Saturday, March 16, 2019

Blowing in the Background





I have to leave today.  Certainly, I don’t want to.  A folded pair of pants, two folded shirts are over on the stool, by the door.  It’s an eight-thirty flight, this evening so I won’t be late until I’m late.  Digging early Stanley Turrentine today.  Not quite sure how I got on to Stan the Man, but I think I heard him blowing in the back ground on the album of someone else I was listening to and took a look into all that he’d done.  My first love of his was his playing on Duke Pearson’s “The Right Touch” where his distinctive flutter flourish up the scale, couldn’t sound any better.m  These days, I’ve learned like the rest of the populace, how to check into Air China on line so I know I will have a window sear this evening. 

Landing in Fuzhou my first impression is to consider just how far I am from the hotel.  The fare DiDi spits back is so high I wonder if I’ve landed in the right city or if the hotel I’ve entered is in the wrong town.  Check the email receipt.  Consider the coastal location.  Consider the city and order myself this car into town  It’s wet outside and the weather is biting cold.  Not unlike the day I spent in Shanghai, the week before, the south wasn’t anywhere near as warm as I thought it might be.

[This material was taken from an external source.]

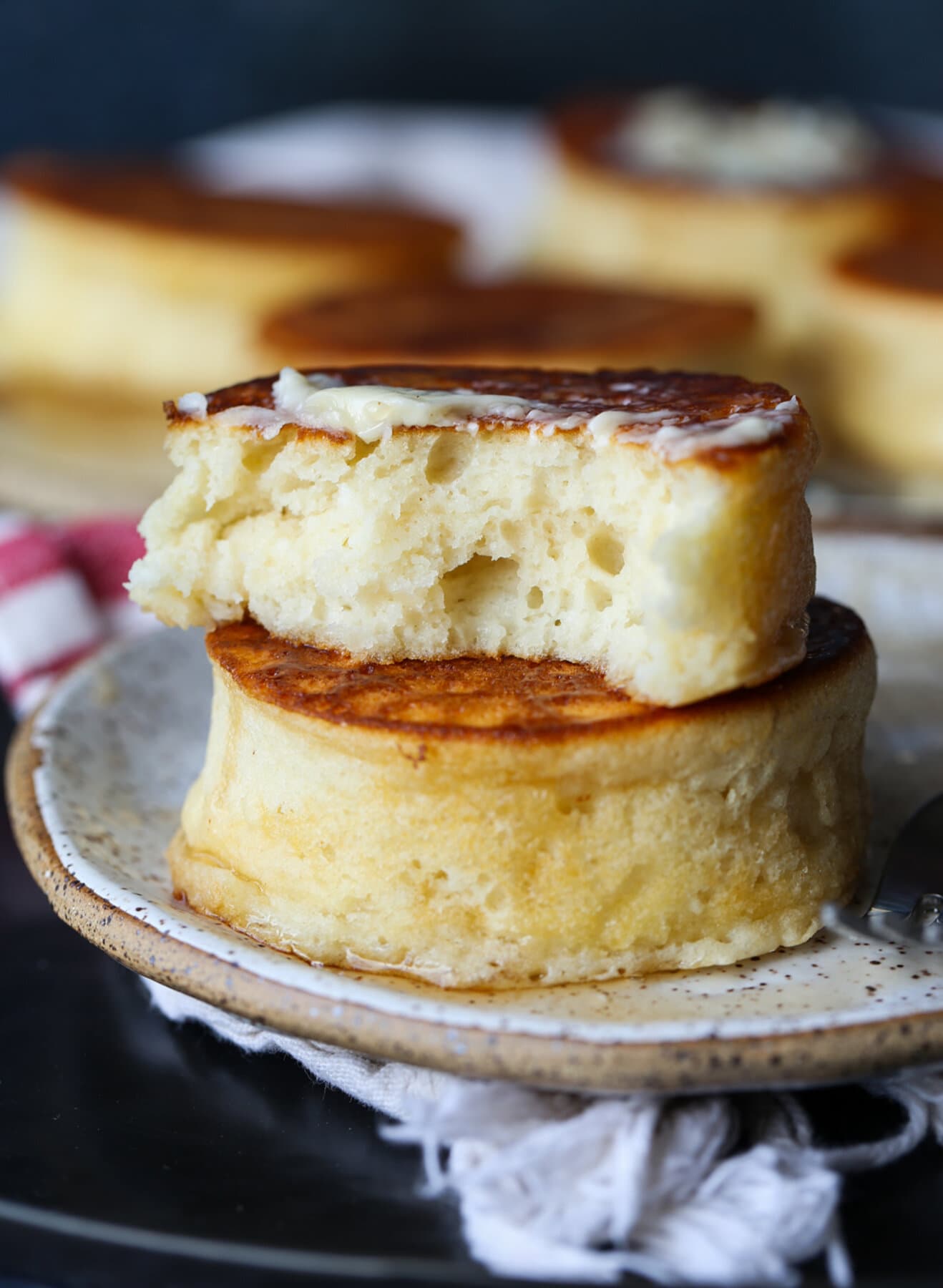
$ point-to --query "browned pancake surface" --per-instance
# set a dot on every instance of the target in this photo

I can’t see anything but shadows of buildings and bridges along this airport road into the city.  We go through a tunnel and the rain stops, the drizzle strikes the windshield again.  I ask my driver and no, they don’t speak MinBei Hua here.  Nor do they speak MinNan Hua, which I knew.  There is a third dialect:  MinDong Hua (and one can only imagine that somewhere out there there must be some people running around speaking MinXi Hua as well.)

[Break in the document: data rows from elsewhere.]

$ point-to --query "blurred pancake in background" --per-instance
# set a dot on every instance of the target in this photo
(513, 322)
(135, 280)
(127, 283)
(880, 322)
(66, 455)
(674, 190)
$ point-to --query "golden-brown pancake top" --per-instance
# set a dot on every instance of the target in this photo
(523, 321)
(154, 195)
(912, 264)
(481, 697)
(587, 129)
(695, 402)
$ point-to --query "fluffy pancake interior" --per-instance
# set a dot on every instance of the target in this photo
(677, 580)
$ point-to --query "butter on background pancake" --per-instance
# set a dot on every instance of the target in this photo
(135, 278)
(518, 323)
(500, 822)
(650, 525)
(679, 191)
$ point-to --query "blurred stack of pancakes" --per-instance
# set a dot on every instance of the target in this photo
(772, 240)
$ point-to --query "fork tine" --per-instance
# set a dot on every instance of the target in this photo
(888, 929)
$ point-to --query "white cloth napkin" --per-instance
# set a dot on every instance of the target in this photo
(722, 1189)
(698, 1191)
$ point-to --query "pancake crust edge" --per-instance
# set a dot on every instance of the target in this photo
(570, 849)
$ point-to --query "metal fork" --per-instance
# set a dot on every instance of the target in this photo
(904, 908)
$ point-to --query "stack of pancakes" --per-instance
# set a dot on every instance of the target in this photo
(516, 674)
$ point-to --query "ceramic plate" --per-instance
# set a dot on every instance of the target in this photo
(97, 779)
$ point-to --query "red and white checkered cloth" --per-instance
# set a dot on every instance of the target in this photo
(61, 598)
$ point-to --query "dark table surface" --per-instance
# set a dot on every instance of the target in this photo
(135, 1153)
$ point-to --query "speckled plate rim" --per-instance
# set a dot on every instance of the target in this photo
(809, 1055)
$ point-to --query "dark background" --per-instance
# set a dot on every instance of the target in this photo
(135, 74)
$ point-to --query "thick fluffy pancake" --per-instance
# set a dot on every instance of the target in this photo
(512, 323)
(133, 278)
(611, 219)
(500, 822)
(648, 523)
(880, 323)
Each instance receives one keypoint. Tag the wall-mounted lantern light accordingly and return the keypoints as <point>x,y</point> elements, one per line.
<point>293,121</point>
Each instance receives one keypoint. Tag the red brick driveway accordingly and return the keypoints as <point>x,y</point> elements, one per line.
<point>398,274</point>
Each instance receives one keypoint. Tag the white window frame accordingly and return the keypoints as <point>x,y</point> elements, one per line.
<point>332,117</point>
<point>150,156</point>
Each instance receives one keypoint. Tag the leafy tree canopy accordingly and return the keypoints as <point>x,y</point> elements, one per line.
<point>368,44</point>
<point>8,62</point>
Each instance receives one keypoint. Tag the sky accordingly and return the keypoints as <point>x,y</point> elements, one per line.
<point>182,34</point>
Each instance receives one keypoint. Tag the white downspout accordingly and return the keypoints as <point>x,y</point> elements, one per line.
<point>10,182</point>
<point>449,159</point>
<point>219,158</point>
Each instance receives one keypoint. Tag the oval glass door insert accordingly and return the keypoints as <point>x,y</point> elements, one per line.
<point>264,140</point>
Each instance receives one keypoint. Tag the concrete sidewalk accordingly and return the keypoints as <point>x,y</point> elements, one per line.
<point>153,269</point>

The “Minjiang Westin Hotel does what it is supposed to do: I feel like I’ve reached some place I already know.  The ceilings are fifty feet high.  The painting up behind the pleasant, effeminate young man who checks me in is an areal view of the famed, local Tulous, or round houses, that are communal, circular constructions common in some villages near here.  And one thinks about Ike and Dicky in fifties during the Quemoy, Matsu Island crisis when America almost went to war with China over these two uninhabited islands not far from here.  Apparently U.S. satellites had a view down into the Tulou's and determined that they could only be missal silos.  Any excuse to find nails for our hammer.



Up in my room, I enter and walk fifteen feet in before the lights go out.  Carefully, I retrace my steps, muttering.  The card they have in the electric station is where it is supposed to be and I shove it in once and twice.  Returning I half expect the lights to go off once again.   I unpack my stuffed bag, lay out my things and find a hanger for my shirt,  I had bought two cans of beer.  One I drank on the plane.  I consider having the other one now, but it's late and I don’t really want it.  The room is essentially the same as any other Westin I’ve ever been in.  Outside, the twenty-second floor has a view down towards the river, though it is obscured by other tall buildings, some still being built.  And, as always, one marvels for a second at just how this and all the other fifty major cities across the country were built out this way, in the last few years.